In the last decade, the GEP and genetic programming (GP) have been successfully used in water resources modelling issues (Azamathulla et al. 2010; Zakaria et al. 2010; Azamathulla and Ghani 2011). Furthermore, these methods were recommended as significant tools in environmental and river engineering problems (Chen et al. 2008; Aras et al. 2007; Mohammadpour et al. 2013b; Ghani and Azamathulla 2014; Mohammadpour et al. 2015b). Vink and Schot (2002) developed GP for optimization of drinking water. The performance of the GP was compared with analytic solution of a series of hypothetical case studies. Hashmi et al. (2011) developed GEP for downscaling of watershed precipitation in Canada. Azamathulla (2012) applied GEP for prediction of scour depth at downstream of sills. Ni et al. (2012) evaluated water storage in wetlands using the GP technique. The result indicated that the GP method can be used for estimation of water fluctuation in the wetlands. Azamathulla and Ahmad (2012) used GEP approach to predict the transverse mixing coefficient in open channel flows. Xu and Qin (2013) solved the problem related to agricultural water quality management by using a combination of GA and fuzzy simulation. Orouji et al. (2013) investigated the performance of GP and ANFIS-GP to estimate water quality parameters. Different combinations of data set were employed in their study, and the results showed that GP is superior to ANFIS for prediction of water quality parameters. Zaman Zad Ghavidel and Montaseri (2014) employed GEP and other artificial intelligence approaches to predict total dissolved solids in river basin. A comparison between all selected approaches emphasized the superiority of GEP over the other intelligent methods.
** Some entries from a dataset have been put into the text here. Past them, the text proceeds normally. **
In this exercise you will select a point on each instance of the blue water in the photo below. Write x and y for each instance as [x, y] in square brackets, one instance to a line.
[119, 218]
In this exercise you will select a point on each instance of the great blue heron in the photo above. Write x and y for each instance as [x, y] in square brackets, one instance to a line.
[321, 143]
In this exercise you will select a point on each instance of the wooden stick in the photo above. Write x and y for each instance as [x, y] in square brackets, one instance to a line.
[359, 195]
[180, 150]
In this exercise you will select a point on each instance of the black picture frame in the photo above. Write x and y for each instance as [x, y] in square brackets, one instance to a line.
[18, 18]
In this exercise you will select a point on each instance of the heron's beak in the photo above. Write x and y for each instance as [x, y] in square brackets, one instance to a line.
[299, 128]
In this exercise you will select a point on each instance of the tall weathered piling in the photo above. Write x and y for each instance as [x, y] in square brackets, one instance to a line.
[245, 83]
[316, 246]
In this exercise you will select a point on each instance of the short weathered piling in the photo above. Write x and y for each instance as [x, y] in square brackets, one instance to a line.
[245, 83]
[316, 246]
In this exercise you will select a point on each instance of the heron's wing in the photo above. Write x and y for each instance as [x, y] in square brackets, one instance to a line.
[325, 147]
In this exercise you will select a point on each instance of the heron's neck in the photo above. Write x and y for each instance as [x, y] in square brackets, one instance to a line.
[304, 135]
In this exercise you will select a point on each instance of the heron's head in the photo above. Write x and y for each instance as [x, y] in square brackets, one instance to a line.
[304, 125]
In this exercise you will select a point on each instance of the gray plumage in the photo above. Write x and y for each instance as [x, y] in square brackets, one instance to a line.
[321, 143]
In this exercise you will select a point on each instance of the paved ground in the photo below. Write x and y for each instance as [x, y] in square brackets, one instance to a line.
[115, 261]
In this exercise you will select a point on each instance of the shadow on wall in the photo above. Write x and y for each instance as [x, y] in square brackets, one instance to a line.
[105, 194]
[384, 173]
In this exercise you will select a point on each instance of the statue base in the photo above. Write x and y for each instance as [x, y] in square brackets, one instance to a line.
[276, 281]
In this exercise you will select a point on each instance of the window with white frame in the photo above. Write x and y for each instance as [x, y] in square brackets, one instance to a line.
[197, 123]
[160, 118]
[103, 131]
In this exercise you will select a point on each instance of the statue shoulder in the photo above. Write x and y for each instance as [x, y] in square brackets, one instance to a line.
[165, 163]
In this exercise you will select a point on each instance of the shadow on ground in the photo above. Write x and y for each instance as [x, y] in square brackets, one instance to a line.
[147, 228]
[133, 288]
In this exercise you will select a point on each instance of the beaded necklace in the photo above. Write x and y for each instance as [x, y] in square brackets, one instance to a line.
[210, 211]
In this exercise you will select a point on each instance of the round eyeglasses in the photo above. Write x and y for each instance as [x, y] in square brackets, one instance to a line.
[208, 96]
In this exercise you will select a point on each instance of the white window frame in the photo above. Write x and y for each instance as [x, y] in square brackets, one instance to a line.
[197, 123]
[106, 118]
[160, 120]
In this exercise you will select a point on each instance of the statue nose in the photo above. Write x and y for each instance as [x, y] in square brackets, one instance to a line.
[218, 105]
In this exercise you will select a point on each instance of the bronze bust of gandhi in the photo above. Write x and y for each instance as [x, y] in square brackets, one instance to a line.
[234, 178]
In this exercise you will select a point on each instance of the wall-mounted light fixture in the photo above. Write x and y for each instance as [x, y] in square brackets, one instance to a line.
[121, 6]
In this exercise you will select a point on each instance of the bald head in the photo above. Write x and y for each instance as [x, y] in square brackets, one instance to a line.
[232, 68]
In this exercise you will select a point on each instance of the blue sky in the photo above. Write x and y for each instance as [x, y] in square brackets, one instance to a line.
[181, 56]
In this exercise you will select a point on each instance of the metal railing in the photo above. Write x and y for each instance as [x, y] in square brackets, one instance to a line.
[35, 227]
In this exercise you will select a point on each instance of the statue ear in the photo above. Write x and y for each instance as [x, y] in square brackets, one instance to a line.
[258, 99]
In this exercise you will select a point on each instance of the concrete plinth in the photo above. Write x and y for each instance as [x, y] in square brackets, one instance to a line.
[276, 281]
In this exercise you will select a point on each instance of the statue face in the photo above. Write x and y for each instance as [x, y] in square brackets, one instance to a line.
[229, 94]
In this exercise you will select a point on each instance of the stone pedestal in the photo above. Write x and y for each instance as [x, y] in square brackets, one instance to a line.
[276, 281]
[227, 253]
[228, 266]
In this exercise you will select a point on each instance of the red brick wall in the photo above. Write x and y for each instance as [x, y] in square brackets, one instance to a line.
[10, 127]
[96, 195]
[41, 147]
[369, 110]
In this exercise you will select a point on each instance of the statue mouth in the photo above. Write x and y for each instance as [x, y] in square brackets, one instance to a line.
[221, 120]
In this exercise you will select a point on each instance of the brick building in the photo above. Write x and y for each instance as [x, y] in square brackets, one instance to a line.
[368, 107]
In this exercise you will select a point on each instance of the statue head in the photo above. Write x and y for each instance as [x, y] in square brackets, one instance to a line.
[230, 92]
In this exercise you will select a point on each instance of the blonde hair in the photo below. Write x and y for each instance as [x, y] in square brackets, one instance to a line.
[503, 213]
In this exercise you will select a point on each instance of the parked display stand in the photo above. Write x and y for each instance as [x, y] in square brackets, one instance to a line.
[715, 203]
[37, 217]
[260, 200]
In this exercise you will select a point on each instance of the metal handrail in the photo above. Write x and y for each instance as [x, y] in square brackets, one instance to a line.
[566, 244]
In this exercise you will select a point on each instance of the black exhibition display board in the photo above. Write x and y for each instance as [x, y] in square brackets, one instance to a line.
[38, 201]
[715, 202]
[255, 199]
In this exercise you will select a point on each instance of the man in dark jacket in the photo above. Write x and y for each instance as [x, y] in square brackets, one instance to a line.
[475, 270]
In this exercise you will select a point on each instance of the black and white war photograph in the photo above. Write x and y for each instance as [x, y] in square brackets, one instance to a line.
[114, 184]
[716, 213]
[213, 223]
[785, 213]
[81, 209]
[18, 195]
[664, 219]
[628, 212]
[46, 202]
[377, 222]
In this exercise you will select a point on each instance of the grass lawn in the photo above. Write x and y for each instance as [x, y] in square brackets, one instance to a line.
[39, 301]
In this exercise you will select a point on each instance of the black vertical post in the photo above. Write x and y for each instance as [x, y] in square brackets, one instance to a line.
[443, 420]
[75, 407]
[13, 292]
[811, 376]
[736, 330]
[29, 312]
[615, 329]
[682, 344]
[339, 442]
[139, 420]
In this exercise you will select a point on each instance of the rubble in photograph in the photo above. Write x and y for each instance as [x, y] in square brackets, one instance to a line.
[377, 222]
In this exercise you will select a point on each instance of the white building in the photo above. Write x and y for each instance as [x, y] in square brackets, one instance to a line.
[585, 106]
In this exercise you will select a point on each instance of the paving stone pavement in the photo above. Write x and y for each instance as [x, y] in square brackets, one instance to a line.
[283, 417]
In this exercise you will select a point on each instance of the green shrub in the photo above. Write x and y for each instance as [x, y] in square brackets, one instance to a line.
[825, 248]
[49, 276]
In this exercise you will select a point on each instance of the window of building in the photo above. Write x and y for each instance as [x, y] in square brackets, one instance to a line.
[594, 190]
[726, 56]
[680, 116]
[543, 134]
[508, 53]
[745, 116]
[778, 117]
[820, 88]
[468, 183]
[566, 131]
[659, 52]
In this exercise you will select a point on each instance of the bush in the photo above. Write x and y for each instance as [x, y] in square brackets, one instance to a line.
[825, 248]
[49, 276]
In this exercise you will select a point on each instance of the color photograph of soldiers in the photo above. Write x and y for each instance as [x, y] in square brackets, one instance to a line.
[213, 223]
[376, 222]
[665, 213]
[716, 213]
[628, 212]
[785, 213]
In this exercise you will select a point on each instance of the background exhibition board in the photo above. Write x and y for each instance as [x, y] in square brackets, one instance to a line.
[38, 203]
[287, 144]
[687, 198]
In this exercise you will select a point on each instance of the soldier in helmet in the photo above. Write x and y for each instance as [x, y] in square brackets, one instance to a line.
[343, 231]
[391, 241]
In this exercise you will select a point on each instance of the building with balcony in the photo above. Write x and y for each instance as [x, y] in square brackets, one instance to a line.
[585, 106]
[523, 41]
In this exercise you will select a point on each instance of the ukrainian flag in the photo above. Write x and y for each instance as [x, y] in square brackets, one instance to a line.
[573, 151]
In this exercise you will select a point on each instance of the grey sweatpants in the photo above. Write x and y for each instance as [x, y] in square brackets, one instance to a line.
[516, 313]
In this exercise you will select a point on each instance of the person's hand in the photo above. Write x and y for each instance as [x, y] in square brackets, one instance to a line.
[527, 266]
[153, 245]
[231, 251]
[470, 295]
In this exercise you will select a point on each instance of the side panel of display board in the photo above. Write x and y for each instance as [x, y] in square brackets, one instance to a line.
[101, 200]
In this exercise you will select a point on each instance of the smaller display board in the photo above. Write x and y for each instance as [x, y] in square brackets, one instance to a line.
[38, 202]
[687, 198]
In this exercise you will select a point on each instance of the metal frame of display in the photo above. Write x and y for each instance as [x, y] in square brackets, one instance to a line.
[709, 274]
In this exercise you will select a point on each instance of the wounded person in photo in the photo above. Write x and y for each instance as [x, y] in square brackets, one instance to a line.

Recently, a lot of studies have been reported in literature regarding the application of ANNs in different fields such as water quality, wastewater treatment and other water resources problems (Singh et al. 2009; Civelekoglu et al. 2009; Verma and Singh 2013; Mohammadpour et al. 2013c, 2014b, 2015a). In the area of river management, ANNs was used to simplify and speed up the calculation of water quality index (Khuan et al. 2002; Juahir et al. 2004; Gazzaz et al. 2012). The ANNs was employed to determine water quality parameters and simulate wetlands processes (Wang et al. 2012; Kashefi Alasl et al. 2012; Li et al. 2013; Song et al. 2013). Schmid and Koskiaho (2006) developed ANNs to model concentrations of dissolved oxygen in free surface wetlands. They have also used ANNs to estimate the relative influence of flow rate and wind shear on near bottom oxygen saturation. The results indicated that ANNs was able to produce estimates of convective oxygen transport. Dadaser-Celik and Cengiz (2013) simulated the water level in wetlands using ANNs. It was found that the ANN method can successfully be employed to predict water levels in wetlands. Karthikeyan et al. (2013) developed ANNs to predict ground water levels in the upland of a tropical coastal wetland with fairly accurate results.

The main objective of this research is to reduce substantial time and effort for calculation of WQI in the free surface constructed wetlands. The GEP and ANNs were employed as the robust techniques to determine WQI. Seventeen points in a wetland were monitored twice a month over a period of 14 months and an extensive data set was collected for 11 water quality variables. A principal factor analysis (PFA) was used to determine and interpret the correlation between variables. To develop GEP and ANN, the significant variables were chosen using sensitivity analysis. Finally, accuracy of each method was evaluated using a comparison between the obtained results.

Materials and methods

Study area

In this research, the free surface constructed wetland (FSCW) in the Universiti Sains Malaysia (USM) in Penang (Malaysia) was chosen as a case study. The landscape area is about 320 hectares, and it is covered by oil palm plantation (Shaharuddin et al. 2013; Mohammadpour et al. 2014a). The wetland is located at latitude 5° 9′ 7.8294″ North and longitude 100° 29′ 53.1672″ East. The FSCW was designed based on the Stormwater Management Manual for Malaysia (Zakaria et al. 2003). Seventeen sampling points with different plant species and water depths were chosen to monitor the water quality. These points include the inlet, six stations in the macrophyte area (W1–W6), nine points in micropool (MA1–MC3), and the outlet (Fig. 1). These points have been chosen in such a way that covers all range of plants and the water depths in the wetland (Table 1).

Fig. 1
figure 1

Seventeen sample points in the constructed wetland of USM

Table 1 Plant species and the water depth in the USM wetland

The data were collected twice a month over a period of 14 months (from Oct. 2010 to Dec. 2011). Totally, 11 water quality variables (WQVs) were collected in the wetland, including dissolved oxygen (DO), pH, temperature, conductivity, suspended solid (SS), nitrite, nitrate, ammoniacal nitrogen (AN), chemical oxygen demand (COD), biochemical oxygen demand (BOD), and phosphate. Table 2 indicates statistical parameters of the collected data.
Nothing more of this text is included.